The following example uses Qwen1.5-1.8B-Chat, but you can replace it with any Hugging Face-compatible model.

Basic LoRA Fine-Tuning Command

python LLaMA-Factory\src\train.py --stage sft --do_train ^
  --model_name_or_path Qwen/Qwen1.5-1.8B-Chat ^
  --dataset chat_sharegpt ^
  --dataset_dir .\LLaMA-Factory\data ^
  --template qwen ^
  --finetuning_type lora ^
  --lora_target Wqkv,o_proj,gate_proj,down_proj,up_proj ^
  --output_dir saves\Qwen1.5-1.8B-Chat-lora ^
  --overwrite_cache ^
  --per_device_train_batch_size 2 ^
  --gradient_accumulation_steps 4 ^
  --lr_scheduler_type cosine ^
  --logging_steps 10 ^
  --save_strategy steps ^
  --save_steps 100 ^
  --learning_rate 5e-5 ^
  --num_train_epochs 3.0 ^
  --plot_loss

How to Customize for Your Model

Modify these flags to match your model:

Option Description
--model_name_or_path Hugging Face model ID or local model path
--template Prompt template type (e.g., qwen, chatml, default)
--lora_target LoRA target modules (refer to model’s architecture)
--output_dir Destination to save the LoRA checkpoints

If you're using a model like mistralai/Mistral-7B-Instruct-v0.2, you would change:

--model_name_or_path mistralai/Mistral-7B-Instruct-v0.2 ^
--template chatml ^
--lora_target q_proj,k_proj,v_proj,o_proj,gate_proj,up_proj,down_proj ^
--output_dir saves\Mistral-7B-Instruct-lora ^

Refer to the LLaMA-Factory model table for recommended values.


To Resume Training

Find your latest checkpoint under your saves folder, then add this flag:

--resume_from_checkpoint saves\Qwen1.5-1.8B-Chat-lora\checkpoint-400

Merge LoRA Adapter with Base Model

Edit the export_lora.yaml file to match your model:

# export_lora.yaml
base_model: Qwen/Qwen1.5-1.8B-Chat
lora_model: saves/Qwen1.5-1.8B-Chat-lora
output_dir: merged/Qwen1.5-1.8B-Chat-merged

Then run:

llamafactory-cli export export_lora.yaml

Chat Inference with Fine-Tuned Model

Test your merged model in an interactive shell:

llamafactory-cli chat ^
  --model_name_or_path merged/Qwen1.5-1.8B-Chat-merged ^
  --template qwen

Update --template to match the one used during training.

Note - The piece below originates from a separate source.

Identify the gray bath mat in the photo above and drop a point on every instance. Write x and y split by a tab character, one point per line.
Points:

Manually Activate the Virtual Environment

If you’ve already run setup.bat, the virtual environment is created automatically. In future sessions, you can activate it manually before running any Python scripts:

Activate on Windows (Command Prompt)

venv\Scripts\activate

You should see the prompt change to show that the environment is active:

(venv) C:\Users\yourname\DialogSmith>

Once activated, you can run python, pip, or training commands as usual.